Mais, après l’éclatement de la bulle des télé­coms, le Bell Labs a vu ses res­sources dimi­nuer et la dia­spo­ra de ces grands esprits a commencé.

Ils peuplent aujourd’hui les labo­ra­toires des plus grandes uni­ver­si­tés à tra­vers le monde. C’est ain­si que Fede­ri­co Capas­so est deve­nu pro­fes­seur à Har­vard en 2002.

La méthode Capasso

Notre groupe de recherche béné­fi­cie gran­de­ment d’un accès aisé à une salle blanche de pointe pour nos besoins en nano­fa­bri­ca­tion. Et si jamais un équi­pe­ment manque à Har­vard, il y a tou­jours le MIT situé à deux sta­tions de métro.

La rela­tive sim­pli­ci­té des équi­pe­ments dans nos labo­ra­toires peut en revanche sur­prendre un visi­teur. Où sont les expé­riences et ins­tru­ments com­plexes éta­blis par des géné­ra­tions de post­docs et doctorants ?

“ Une entreprise complexe dans un environnement exceptionnel ”

Cette ques­tion touche à une par­ti­cu­la­ri­té de l’approche de Fede­ri­co Capas­so pour diri­ger son groupe de recherche. Il le dirige peu, tout du moins au pre­mier abord.

Les meilleurs résul­tats du groupe découlent géné­ra­le­ment de la recette qui suit : « Ras­sem­bler quelques élèves et post-docs curieux et enthou­siastes, mélan­ger, lais­ser s’épanouir les idées et écré­mer. » Le résul­tat est un éton­nant mélange de direc­tions de recherche.

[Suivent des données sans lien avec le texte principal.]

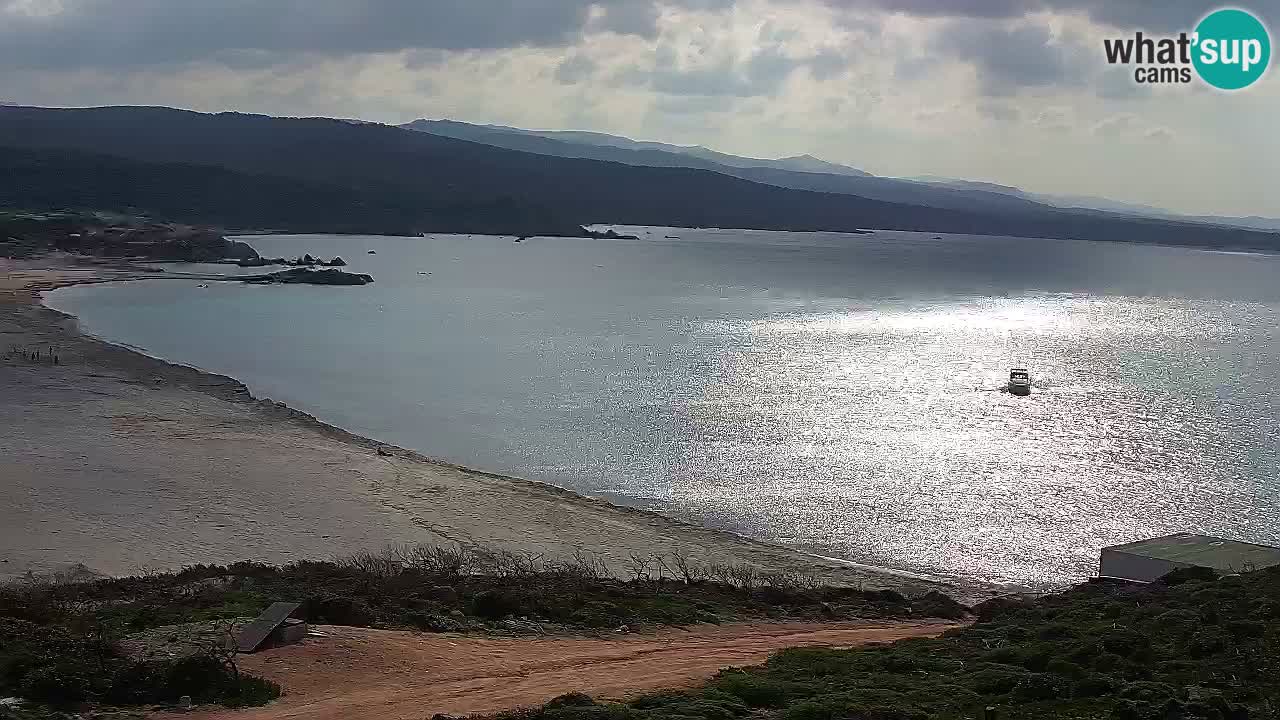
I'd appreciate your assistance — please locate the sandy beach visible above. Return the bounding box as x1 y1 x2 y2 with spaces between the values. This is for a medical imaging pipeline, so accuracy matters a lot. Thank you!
0 257 965 597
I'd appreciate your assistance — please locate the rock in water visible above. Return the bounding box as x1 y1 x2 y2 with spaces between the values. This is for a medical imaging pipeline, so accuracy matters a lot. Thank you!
244 268 374 286
224 239 260 261
327 256 347 266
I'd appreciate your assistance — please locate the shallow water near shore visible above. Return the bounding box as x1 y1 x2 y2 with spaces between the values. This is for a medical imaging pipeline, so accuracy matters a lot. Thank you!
45 228 1280 588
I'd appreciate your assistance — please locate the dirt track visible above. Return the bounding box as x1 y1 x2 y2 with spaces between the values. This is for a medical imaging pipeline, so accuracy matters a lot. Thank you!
191 621 960 720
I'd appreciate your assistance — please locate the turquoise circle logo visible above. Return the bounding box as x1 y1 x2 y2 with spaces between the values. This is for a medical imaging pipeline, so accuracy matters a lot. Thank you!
1193 8 1271 90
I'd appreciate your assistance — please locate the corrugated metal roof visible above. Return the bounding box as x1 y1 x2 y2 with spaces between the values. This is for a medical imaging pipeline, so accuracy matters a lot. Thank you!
1103 533 1280 572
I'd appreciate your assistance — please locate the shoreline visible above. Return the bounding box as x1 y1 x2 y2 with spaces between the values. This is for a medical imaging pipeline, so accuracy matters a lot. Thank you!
1 256 995 601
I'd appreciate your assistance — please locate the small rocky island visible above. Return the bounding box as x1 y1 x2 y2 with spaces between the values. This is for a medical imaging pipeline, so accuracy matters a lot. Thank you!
238 254 347 268
243 268 374 286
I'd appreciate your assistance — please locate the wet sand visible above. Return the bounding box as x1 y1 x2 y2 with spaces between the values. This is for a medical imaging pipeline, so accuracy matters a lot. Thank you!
189 621 962 720
0 257 969 597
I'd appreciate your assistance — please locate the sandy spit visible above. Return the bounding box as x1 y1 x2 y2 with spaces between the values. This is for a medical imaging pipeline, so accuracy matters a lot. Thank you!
0 256 981 599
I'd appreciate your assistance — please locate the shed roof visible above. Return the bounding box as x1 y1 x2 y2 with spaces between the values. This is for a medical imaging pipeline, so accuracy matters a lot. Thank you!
1103 533 1280 572
236 601 302 653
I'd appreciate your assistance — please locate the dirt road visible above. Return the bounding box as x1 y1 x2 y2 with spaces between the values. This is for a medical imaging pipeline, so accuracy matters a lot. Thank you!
191 621 959 720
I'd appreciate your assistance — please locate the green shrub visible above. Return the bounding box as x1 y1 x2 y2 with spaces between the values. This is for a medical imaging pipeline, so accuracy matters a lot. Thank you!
1188 628 1228 658
405 611 458 633
546 692 597 709
1045 658 1085 679
17 665 93 706
311 595 377 626
784 699 926 720
968 666 1028 695
472 590 525 620
1011 673 1069 701
910 591 969 620
1092 652 1127 672
1117 681 1179 704
712 672 797 708
569 602 626 629
1225 620 1265 640
1073 672 1119 697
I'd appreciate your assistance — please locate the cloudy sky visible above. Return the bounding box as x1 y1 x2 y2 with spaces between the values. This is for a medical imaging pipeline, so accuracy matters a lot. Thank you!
3 0 1277 217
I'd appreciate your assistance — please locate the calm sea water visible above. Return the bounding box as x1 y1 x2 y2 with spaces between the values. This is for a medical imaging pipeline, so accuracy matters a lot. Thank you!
46 228 1280 588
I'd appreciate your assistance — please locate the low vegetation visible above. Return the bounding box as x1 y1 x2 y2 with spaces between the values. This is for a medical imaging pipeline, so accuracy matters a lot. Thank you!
490 565 1279 720
0 544 963 714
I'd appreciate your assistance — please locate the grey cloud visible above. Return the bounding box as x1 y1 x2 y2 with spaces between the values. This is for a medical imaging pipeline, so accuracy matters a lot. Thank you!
555 54 597 84
932 19 1090 96
590 2 660 36
1033 106 1072 132
639 36 810 97
1052 1 1225 31
1096 67 1152 100
652 94 727 114
816 0 1230 30
808 48 848 81
977 101 1020 123
815 0 1037 19
0 0 664 70
643 46 840 97
1091 112 1138 136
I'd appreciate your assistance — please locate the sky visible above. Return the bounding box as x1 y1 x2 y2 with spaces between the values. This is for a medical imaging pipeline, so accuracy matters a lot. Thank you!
2 0 1278 217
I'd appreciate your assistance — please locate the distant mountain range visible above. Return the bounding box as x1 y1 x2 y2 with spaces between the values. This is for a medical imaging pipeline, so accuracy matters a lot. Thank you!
905 176 1280 232
0 104 1277 251
419 121 874 177
407 119 1280 235
403 119 1046 214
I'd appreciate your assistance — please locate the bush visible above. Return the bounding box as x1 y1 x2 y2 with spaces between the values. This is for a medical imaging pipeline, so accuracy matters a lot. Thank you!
1011 673 1069 701
546 693 597 709
1225 620 1265 640
311 595 377 626
969 666 1028 695
1118 681 1179 704
472 590 524 620
910 591 969 620
1073 672 1119 698
17 665 94 706
406 611 459 633
1188 628 1228 658
785 699 926 720
713 672 797 708
1045 658 1085 679
569 602 626 629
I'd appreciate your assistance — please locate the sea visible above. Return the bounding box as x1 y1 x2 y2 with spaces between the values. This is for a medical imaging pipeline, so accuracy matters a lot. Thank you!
44 227 1280 589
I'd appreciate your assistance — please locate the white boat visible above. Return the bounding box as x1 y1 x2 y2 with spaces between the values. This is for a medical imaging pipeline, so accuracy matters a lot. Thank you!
1008 368 1031 396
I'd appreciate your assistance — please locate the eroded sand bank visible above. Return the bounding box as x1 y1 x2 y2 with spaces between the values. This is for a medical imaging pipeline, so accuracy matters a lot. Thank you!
0 258 969 597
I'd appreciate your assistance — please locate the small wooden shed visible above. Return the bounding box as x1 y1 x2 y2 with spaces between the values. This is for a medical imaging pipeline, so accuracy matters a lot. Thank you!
1099 533 1280 583
236 602 308 653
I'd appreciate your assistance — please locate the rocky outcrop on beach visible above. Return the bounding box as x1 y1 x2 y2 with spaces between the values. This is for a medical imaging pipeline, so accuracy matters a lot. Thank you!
0 212 260 263
583 228 641 240
244 268 374 286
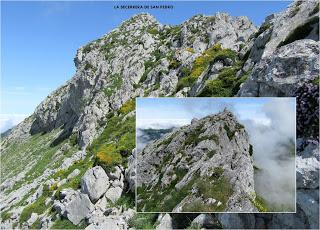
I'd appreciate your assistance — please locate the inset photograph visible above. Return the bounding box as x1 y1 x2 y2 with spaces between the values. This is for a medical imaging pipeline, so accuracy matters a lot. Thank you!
136 98 296 213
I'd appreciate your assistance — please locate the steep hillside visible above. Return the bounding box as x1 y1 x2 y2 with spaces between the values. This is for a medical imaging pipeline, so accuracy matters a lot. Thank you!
137 110 258 212
1 0 319 229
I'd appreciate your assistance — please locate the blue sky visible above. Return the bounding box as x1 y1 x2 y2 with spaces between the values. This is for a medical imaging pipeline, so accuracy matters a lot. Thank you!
1 1 292 132
136 97 296 128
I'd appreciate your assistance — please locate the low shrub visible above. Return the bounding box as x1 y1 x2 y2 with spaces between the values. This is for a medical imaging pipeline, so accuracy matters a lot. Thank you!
19 194 48 224
119 99 135 115
252 195 268 212
185 47 195 53
176 75 197 91
207 149 217 158
88 115 135 172
83 44 92 53
51 217 86 229
128 213 157 229
176 44 227 91
147 28 159 35
224 124 235 140
96 145 123 170
198 67 249 97
169 59 181 69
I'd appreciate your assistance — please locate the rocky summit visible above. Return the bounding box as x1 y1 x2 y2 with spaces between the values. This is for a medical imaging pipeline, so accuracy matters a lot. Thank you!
0 0 319 229
137 110 257 212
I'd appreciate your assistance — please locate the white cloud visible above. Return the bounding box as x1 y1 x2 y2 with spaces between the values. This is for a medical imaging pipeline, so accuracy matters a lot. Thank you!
241 99 296 210
136 118 190 129
0 114 28 133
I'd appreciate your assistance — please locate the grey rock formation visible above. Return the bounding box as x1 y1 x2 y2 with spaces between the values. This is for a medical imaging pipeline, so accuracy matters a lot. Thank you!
155 214 173 230
54 189 94 225
137 110 256 212
105 186 123 204
238 39 319 96
248 0 319 64
297 141 319 189
81 166 110 202
191 214 219 229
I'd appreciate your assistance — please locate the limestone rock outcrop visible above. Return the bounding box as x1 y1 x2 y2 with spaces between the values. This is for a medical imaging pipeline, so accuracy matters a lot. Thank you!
137 110 256 212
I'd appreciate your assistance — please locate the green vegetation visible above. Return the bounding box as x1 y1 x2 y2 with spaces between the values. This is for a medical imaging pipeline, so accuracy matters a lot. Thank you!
137 169 196 212
158 132 178 147
177 43 237 91
197 67 250 97
30 218 41 229
196 133 220 145
128 213 157 229
119 99 135 115
207 149 217 158
147 27 159 35
69 133 78 146
184 124 204 146
87 113 135 172
252 194 268 212
185 47 195 53
138 165 233 212
19 186 51 224
181 66 191 77
112 191 135 209
2 129 78 195
278 16 319 47
51 217 86 229
159 26 182 42
224 124 235 140
169 59 181 69
103 74 123 97
139 55 163 83
161 175 197 211
100 31 128 59
83 44 92 53
176 76 198 91
1 211 11 221
182 167 233 212
312 76 319 85
84 62 94 71
54 158 94 200
176 44 236 91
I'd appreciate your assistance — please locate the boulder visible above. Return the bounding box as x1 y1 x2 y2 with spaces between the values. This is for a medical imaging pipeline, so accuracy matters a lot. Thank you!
191 214 218 229
53 189 94 225
81 166 110 202
156 214 173 230
105 186 123 204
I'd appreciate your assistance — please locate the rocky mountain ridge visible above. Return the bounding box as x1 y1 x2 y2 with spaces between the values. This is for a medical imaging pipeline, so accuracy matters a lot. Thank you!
1 0 319 229
137 110 257 212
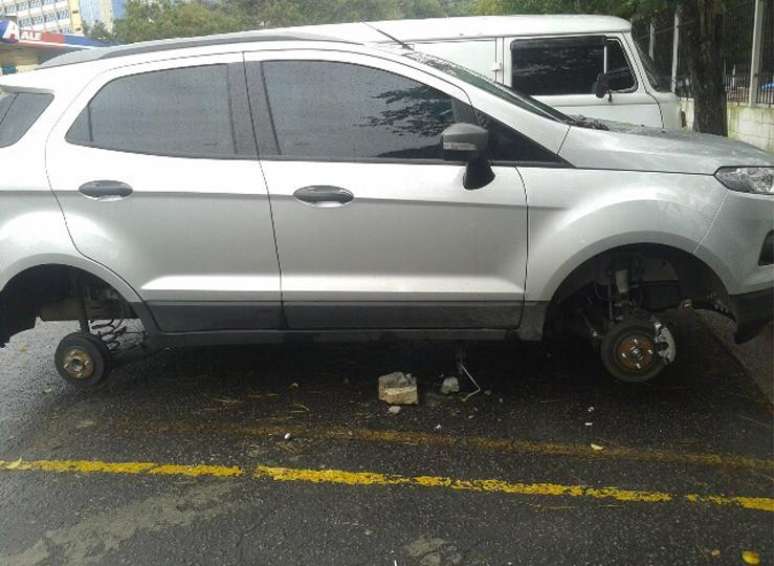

Si cette recette n’est cer­tai­ne­ment pas à recom­man­der pour un usage géné­ral, elle offre de grands béné­fices péda­go­giques dans un cadre uni­ver­si­taire. Être doc­to­rant avec Fede­ri­co Capas­so, c’est être confron­té à une grande varié­té de sujets.

LA PLASMONIQUE

Federico Capasso a accueilli dans son groupe six élèves de Polytechnique depuis 2008 pour leur stage de recherche. Les sujets qu’ils ont pu aborder sont variés : adaptation d’impédance dans les antennes plasmoniques, optimisation de lentilles plasmoniques plates, modélisation de QCL avec feedback externe, etc.
La plasmonique, c’est-à-dire l’étude de l’interaction des ondes électromagnétiques avec des surfaces et particules métalliques, est une riche plate-forme d’apprentissage et de recherche qui a porté beaucoup de fruits dans le groupe.
La fabrication des échantillons enseigne l’utilisation des principaux outils de fabrication des dispositifs à semi-conducteurs, les expériences sont abordables avec des équipements relativement simples, et beaucoup de concepts physiques peuvent y être traduits.

Les nouveaux fruits d’une vieille technique

Des réso­na­teurs plas­mo­niques en réseau, bien plus petits que la lon­gueur d’onde, peuvent créer un gra­dient de phase pour les champs qu’ils dif­fusent, si leur forme est cor­rec­te­ment ajus­tée (en haut).
Si les dif­fé­rents réso­na­teurs sont pla­cés dans les dif­fé­rents quar­tiers d’un disque (en bas à gauche), le fais­ceau réémis par les réso­na­teurs aura une phase qui varie en fonc­tion de l’angle azi­mu­tal : un fais­ceau en « tire-bou­chon », avec un zéro d’intensité à son centre (en bas au centre) et un front d’onde en spi­rale (en bas : à droite) peut alors être créé.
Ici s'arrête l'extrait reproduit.